Tunicamycin (TM), a naturally occurring antibiotic, blocks the first step in the biosynthesis of N-linked oligosaccharides in cells. In this study, we investigated whether changes in N-linked glycosylation affect the sensitivity of head-and-neck carcinoma cell lines to cis-diaminedichloroplatinum(II) (cisplatin) in vitro and in vivo. In vitro treatment of the IMC-3 and KB cell lines with TM significantly decreased the 50% inhibitory concentration (IC50) of cisplatin, as determined by the MTT assay (24.15 to 10.97 microg/ml, p < 0.05).
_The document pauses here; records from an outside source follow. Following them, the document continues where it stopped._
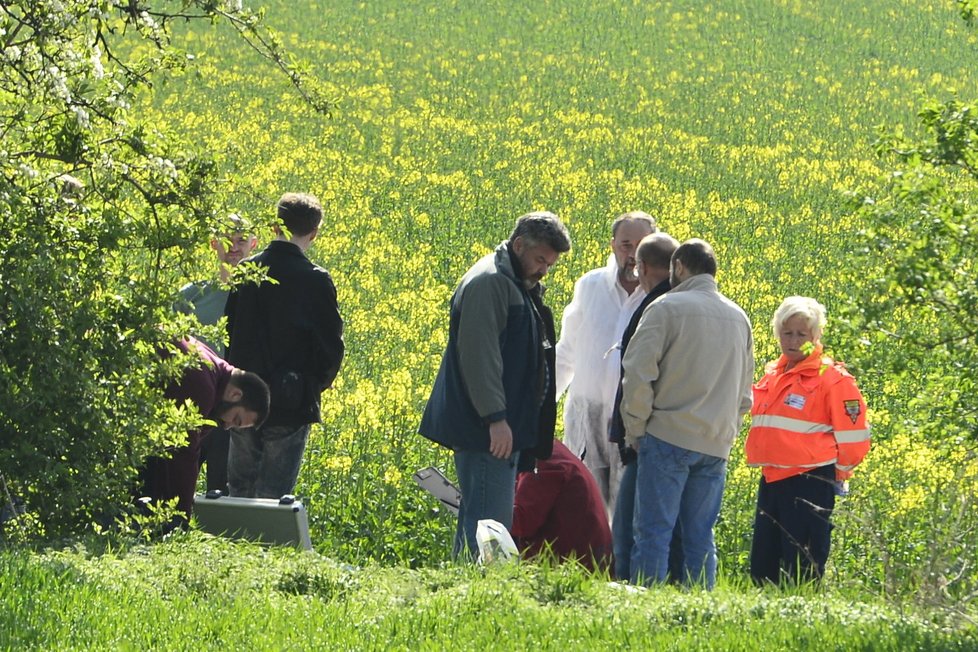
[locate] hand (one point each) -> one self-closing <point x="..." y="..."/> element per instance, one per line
<point x="628" y="454"/>
<point x="500" y="439"/>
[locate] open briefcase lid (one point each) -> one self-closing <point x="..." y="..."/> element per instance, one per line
<point x="265" y="520"/>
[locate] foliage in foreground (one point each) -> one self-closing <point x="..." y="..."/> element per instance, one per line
<point x="99" y="205"/>
<point x="195" y="592"/>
In addition, TM significantly decreased the IC50 of cisplatin against established cisplatin-resistant IMC-3/CR cells (>100 to 14.4 microg/ml, p < 0.05) to levels similar to those against parental IMC-3 cells. TM treatment decreased the number of Con A- and L-PHA-binding sites on the surface of tumor cells but had no effect on the intracellular platinum concentration. Induction of apoptosis in vitro by TM plus cisplatin in combination was increased compared with that by cisplatin alone. Furthermore, in vivo administration of TM plus cisplatin in combination significantly inhibited local tumor growth in the cisplatin-resistant in vivo C3H/He mouse model as compared with the control group (p < 0.05) and increased in vivo apoptosis of tumor cells. Our results suggest that the manipulation of glycosylation by TM in tumor cells might be a useful therapeutic strategy for successful chemotherapy using cisplatin against head-and-neck cancer.